Войдя в дом, Мэгги прошла на кухню, где её мать, братья и сёстры со своими супругами были заняты приготовлением блюд. Она поцеловала мать, пышную, но аккуратную женщину с подстриженными под «боб» серебристо-серыми волосами и прекрасным цветом лица, абсолютно не нуждающимся в косметике. На ней был передник, надпись на котором гласила: ВСЁ ВИДЕЛА, ВСЁ СЛЫШАЛА, ВСЁ ИСПЫТАЛА. ПРОСТО НЕ МОГУ ВСПОМНИТЬ.
— Они же не для твоего отца? — спросила мать, опустив строгий взгляд на коробку с пончиками.
— Там только сельдерей и морковные палочки, — сказала Мэгги. — Коробка просто для виду.
— Твой отец в гостиной, — ответила мать. — Мы наконец-то установили «звук вокруг», и с тех пор он буквально прилип к телевизору. Говорит, что теперь выстрелы звучат, как настоящие.
— Если это то, чего он хотел, может, тебе просто стоило свозить его в Такому, — заметил один из её братьев.
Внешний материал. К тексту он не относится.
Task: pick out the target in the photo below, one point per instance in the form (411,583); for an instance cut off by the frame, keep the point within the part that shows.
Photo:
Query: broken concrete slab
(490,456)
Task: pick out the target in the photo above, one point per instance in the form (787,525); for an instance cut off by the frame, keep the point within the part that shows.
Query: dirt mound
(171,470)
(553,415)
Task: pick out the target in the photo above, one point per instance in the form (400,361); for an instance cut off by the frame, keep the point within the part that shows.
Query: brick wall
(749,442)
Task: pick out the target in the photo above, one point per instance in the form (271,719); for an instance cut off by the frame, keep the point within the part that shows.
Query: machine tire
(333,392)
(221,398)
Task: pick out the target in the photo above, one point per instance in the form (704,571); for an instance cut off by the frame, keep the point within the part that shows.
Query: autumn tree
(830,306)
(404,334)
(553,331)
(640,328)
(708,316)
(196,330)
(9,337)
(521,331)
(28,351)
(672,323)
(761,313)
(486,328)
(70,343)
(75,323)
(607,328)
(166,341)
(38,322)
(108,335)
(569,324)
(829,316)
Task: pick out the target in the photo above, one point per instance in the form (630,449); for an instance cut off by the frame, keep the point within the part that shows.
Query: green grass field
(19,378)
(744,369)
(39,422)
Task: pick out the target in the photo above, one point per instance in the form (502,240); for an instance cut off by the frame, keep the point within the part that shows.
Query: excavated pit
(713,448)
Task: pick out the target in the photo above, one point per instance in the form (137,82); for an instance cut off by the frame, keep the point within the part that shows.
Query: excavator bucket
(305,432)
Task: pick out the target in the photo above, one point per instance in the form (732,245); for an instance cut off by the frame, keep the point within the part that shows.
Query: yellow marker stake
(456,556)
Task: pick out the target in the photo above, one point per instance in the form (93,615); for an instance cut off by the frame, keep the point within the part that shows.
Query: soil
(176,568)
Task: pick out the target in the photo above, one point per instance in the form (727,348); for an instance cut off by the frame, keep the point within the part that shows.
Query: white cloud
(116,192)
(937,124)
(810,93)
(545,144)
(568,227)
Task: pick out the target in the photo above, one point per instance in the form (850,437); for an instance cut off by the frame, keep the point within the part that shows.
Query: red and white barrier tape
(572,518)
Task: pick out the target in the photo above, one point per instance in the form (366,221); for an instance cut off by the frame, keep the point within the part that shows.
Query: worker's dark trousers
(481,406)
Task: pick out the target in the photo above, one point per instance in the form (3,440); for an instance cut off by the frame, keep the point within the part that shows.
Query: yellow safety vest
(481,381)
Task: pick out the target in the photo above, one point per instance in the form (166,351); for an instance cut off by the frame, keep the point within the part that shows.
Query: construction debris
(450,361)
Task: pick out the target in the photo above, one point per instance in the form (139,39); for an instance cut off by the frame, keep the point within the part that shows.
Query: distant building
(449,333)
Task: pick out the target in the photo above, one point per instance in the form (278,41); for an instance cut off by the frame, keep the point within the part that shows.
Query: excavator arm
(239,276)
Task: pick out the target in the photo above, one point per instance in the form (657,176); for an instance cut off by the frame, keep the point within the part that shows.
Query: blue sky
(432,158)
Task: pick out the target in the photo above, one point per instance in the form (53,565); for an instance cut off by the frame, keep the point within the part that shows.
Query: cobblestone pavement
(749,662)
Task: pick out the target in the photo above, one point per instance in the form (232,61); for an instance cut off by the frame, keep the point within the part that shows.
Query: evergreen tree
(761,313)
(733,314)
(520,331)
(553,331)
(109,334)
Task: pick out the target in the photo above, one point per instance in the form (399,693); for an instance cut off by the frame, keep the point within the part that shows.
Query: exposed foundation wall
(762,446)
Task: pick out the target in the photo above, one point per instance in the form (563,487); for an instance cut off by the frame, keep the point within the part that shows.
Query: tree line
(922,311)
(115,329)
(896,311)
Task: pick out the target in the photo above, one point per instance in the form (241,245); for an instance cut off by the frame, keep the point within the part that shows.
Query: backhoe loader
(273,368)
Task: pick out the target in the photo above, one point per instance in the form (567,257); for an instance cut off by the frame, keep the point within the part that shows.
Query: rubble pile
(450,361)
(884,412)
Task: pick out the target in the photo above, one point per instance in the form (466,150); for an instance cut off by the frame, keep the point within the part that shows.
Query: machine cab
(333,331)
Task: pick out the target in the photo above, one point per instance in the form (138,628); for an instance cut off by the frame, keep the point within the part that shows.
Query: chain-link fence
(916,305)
На лице Мэгги расцвела широкая улыбка, как только она вошла в гостиную.
Её отец расположился в углу большого квадратного дивана со спящим ребёнком на коленях. Стоило Мэгги войти в комнату, как его пристальный взгляд упал на коробку пончиков у неё в руках.
— Моя любимая дочь, — произнёс он.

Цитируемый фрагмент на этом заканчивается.